Critics of the regime had roundly condemned the visit. But what was evident at the White House was more alarming than could have been imagined. Not only did the president fete the Saudi leader but he effectively rewrote history – and then blamed the deceased. Prince Mohammed, he claimed when asked, knew nothing about the killing – in direct contradiction to what his country’s own spy agencies concluded four years ago. Moreover, Trump said: “A lot of people didn’t like that gentleman that you’re talking about, whether you like him or didn’t like him, things happen.”

Pattern of Behavior

This marks a fresh and shameful point for a president who has made little secret of his contempt for the facts – or for the press. Trump has defamed reporters (he called a news network, whose reporter asked the inquiry about Khashoggi at the Saudi press conference “fake news”), berated them in public (he called one a “piggy” this week for asking about his connection with the disgraced financier the convicted criminal), taken legal action against media organizations for large amounts of money in vexatious law suits, and called for news outlets he disapproves of to be shut down.

He has forced established media out of the White House press pool for declining to use language of his choosing, and he has gutted financial support for vital news services at domestically and vital independent media abroad.

Broader Implications

All of that has created an environment in which reporters are manifestly less safe in the United States, but one in which their victimization – and indeed murder – becomes not just insignificant (“things happen”) but tolerated (“a lot of people disliked that gentleman”).

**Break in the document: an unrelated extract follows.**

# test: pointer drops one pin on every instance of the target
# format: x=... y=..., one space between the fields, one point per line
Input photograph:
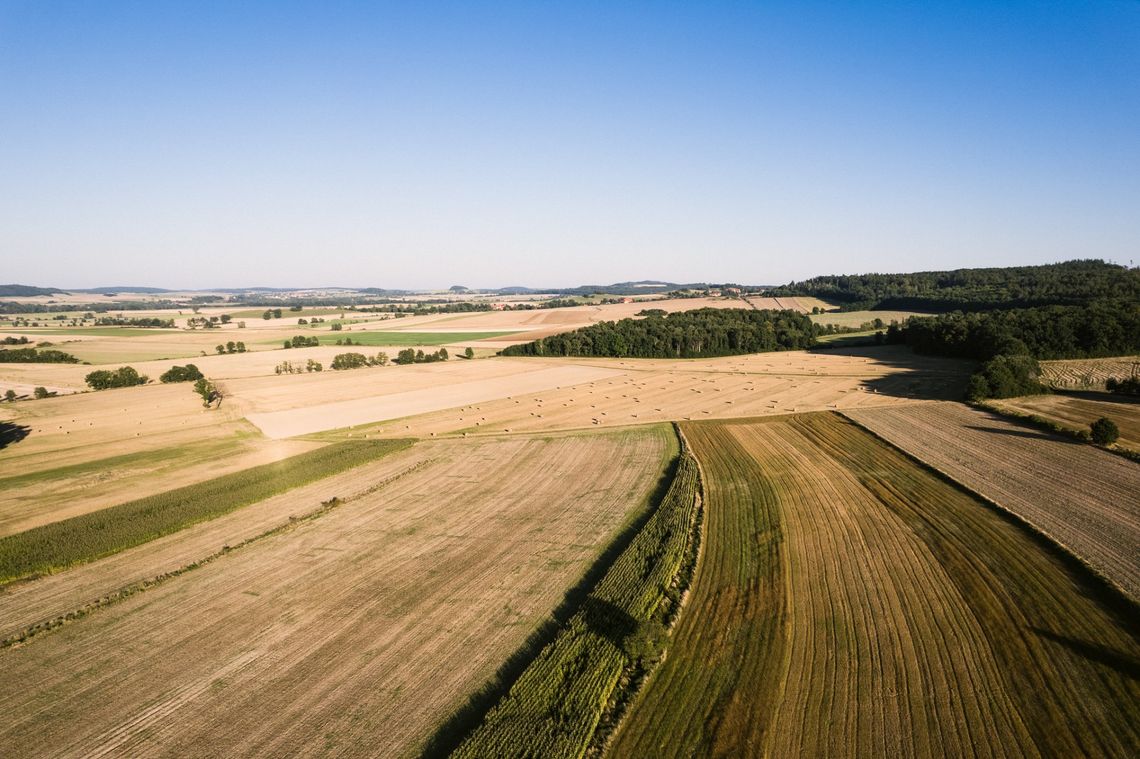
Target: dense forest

It is unsurprising that that year was the most lethal year on record for the press in the more than 30 years the Committee to Protect Journalists (CPJ) has been documenting this information: a persistent failure to bring to justice those accountable for journalist killings has established a culture of impunity in which journalists’ killers are actually able to escape punishment and so continue to do so.

In no place is this more evident than in Israel, which is responsible for the deaths of over two hundred journalists in the recent period.

Effect on Society

The effect on the public is profound. Targeting reporters are assaults on facts. They are undermining of reality. They are attacks on our entitlement to information and on our freedom to live freely and securely.

This week, CPJ meets for its annual global journalism honors. The statement there is the identical as my one for the president: such events may occur. But it is our duty to make sure they do not.
Ashley Romero
Ashley Romero

A seasoned gaming analyst with over a decade of experience in casino operations and digital entertainment trends.